Ci sono Essenze la cui Traccia di Primordiale è talmente prepotente da non permettere altra scelta se non quella di Seguire una Via determinata, veicolata dalla stessa Intelligenza Ultra Cosmica che tutto muove.
Ogni frammento del reticolo nel quale viviamo è composto da una miriade di possibilità ipotetiche, le quali vanno a coincidere in alcuni frangenti con altrettante altre affinché un dato Percorso vada in una certa maniera e questo accade svariate volte per infinite situazioni e per una miriade di persone. Già solo questo dovrebbe farci pensare quanto Tutto sia governato -direttamente o indirettamente che sia- da una Intelligenza Intra ed Extra Cosmica Primordiale e più ci si avvicina a quella Traccia di Primordiale e più questa Influenza, questo Veicolare, avviene con forza e frequenza maggiore, proprio perché tali individui sono più vicini a quella Calamita metaforica che vuole riportare tutto a Sé quando l’energia di quel Qualcosa che ci abita è abbastanza compatibile con la Fonte stessa, in verità è la nostra stessa Essenza che da individuale diviene sempre più Ultra individuale a volerlo, quando il Fine del singolo si allinea inconsapevolmente alla Volontà Assoluta esterna -e anche interna- del singolo stesso.
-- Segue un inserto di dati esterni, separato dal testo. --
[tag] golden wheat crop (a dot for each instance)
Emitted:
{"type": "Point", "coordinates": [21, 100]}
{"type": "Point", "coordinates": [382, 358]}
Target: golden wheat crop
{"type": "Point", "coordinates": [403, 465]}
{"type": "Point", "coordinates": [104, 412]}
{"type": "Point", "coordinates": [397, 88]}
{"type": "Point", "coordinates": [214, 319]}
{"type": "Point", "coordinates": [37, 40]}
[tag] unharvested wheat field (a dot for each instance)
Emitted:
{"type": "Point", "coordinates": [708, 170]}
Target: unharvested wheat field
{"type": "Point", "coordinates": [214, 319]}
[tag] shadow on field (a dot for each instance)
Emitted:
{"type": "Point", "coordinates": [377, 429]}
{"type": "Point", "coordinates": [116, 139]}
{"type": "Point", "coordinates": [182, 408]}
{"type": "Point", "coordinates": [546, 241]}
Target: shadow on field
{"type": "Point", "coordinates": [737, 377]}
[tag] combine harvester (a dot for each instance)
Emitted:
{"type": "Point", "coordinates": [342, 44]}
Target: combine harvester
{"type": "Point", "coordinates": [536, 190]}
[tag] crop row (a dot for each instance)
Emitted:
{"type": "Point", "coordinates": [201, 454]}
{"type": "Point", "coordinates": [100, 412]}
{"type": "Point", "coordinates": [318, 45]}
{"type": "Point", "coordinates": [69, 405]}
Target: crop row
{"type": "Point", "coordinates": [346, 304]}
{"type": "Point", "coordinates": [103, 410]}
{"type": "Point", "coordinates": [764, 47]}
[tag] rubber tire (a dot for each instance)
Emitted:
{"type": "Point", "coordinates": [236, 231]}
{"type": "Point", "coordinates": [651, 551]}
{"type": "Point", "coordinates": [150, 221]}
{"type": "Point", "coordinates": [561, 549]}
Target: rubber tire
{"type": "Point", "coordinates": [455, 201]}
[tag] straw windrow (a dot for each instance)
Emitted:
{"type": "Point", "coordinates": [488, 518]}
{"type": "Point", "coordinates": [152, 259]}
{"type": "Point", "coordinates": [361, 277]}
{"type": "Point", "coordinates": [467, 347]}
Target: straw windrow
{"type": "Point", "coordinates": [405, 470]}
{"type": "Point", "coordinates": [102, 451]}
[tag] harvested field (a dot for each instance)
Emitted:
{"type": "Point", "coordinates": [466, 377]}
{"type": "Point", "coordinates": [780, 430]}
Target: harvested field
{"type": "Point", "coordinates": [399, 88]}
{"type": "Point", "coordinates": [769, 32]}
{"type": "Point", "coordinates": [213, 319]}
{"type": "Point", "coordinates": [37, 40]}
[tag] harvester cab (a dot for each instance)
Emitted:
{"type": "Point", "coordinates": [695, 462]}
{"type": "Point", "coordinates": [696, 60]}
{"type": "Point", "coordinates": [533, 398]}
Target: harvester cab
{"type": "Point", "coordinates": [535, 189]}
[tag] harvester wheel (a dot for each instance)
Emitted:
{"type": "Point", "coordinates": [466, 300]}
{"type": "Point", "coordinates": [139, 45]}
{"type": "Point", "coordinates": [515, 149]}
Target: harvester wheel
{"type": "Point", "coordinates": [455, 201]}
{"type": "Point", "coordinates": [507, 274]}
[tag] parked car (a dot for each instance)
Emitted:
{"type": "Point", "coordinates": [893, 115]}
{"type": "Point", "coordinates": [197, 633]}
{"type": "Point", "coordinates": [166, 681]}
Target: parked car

Ebbene, in taluni casi, forse anche per velocizzare tale processo, avvengono talvolta degli Incontri di Anime che si rendono necessari per portare a maggiore celerità l’arrivo alla Meta -che è l’Inizio.
Tali Essenze sono talmente uguali a noi come frequenza da poter essere addirittura identificabili come la medesima Sostanza. C’è chi le definisce Fiamme Gemelle, chi gli dà nomi diversi ma il fulcro del discorso è il medesimo, o meglio l’arrivo è lo stesso: l’Origine, il Caos Primario, l’Infinito In-Causato, Dio, la Fonte; possiamo dargli svariati nomi ma il succo non cambia.
Questi incontri con tale specifica persona sembrano attivare delle zone di noi prima dormienti, e portarci in maniera alquanto dolorosa alla dimensione dell’Anima, in modo totale, portando alla morte definitiva e altrettanto metaforica dell’io inteso come parte umana e pacchetto del software ‘essere umano’. Tali individui fungono da Portali, o meglio da Chiave per aprire una Porta contenuta dentro di noi che ci permette di accedere a zone di noi e dell’Etere stesso che neanche pensavamo potessero esistere.
Ogni lotta, ogni rinnegare questa Unione di Essenze, comporta non soltanto un rallentamento doloroso ma anche una sofferenza immane durante tale Percorso, e conseguentemente anche un allontanarsi da quella che è la Reale Volontà dell’Anima.
Tali persone sono dei nostri corrispettivi ma non nella materia, bensì nell’Anima. Con queste persone ci sentiamo a Casa, in un Mondo dentro al mondo, ci sentiamo di aver trovato finalmente un altro come noi, un qualcuno in cui ci riconosciamo, ma non è la famigliarità che si può provare con varie anime, non è neanche similitudine di interessi, di intenti o di visione della vita, è qualcosa di più.
Spiegare a parole ciò che va provato nella carne per essere compreso, sarebbe impossibile, ma posso asserire che a mio parere tali assunti sono effettivi e provati dalla stessa esistenza di molti, se si guarda a tutto ciò con Occhi che sappiano Vedere Oltre la Superficie illusoria delle cose.
Man mano che si smette di lottare contro quello che viene scaturito da questo Incontro, accettare fa cambiare di Variante molto velocemente, e re-indirizza nella Direzione che la nostra Essenza vuole, che il Primordiale stesso vuole.
In altre parole è come se la Scintilla Primordiale (Emanazione successiva dell’Ante-Pleroma stesso) si fosse scissa in due persone, ma solo apparentemente poiché è sempre Unica in entrambi per vivere dapprima parallelamente tale Percorso ma solo in apparenza e poi ricongiungersi ad una unica Via, più celere, più potente, la medesima Via della Fonte, dell’Assoluto, il tutto in maniera più efficiente ed efficace.
In altre parole, è come se la Scintilla Primordiale si fosse scissa in due, ma solo apparentemente, poiché è sempre Unica in entrambi per vivere dapprima parallelamente tale Percorso, in maniera apparentemente doppia, per poi ricongiungersi in una unica Via, e vivere il tutto in maniera più celere, più potente, (ri)divenendo via via Essi stessi Fonte, Assoluto, il tutto in maniera più efficiente ed efficace con tale Percorso.
In conclusione, non posso non citare Mario Quaranta e gli altri admin del suo gruppo che stanno portando avanti in maniera egregia il tema delle Fiamme Gemelle, da cui ho colto ispirazione per il mio scritto.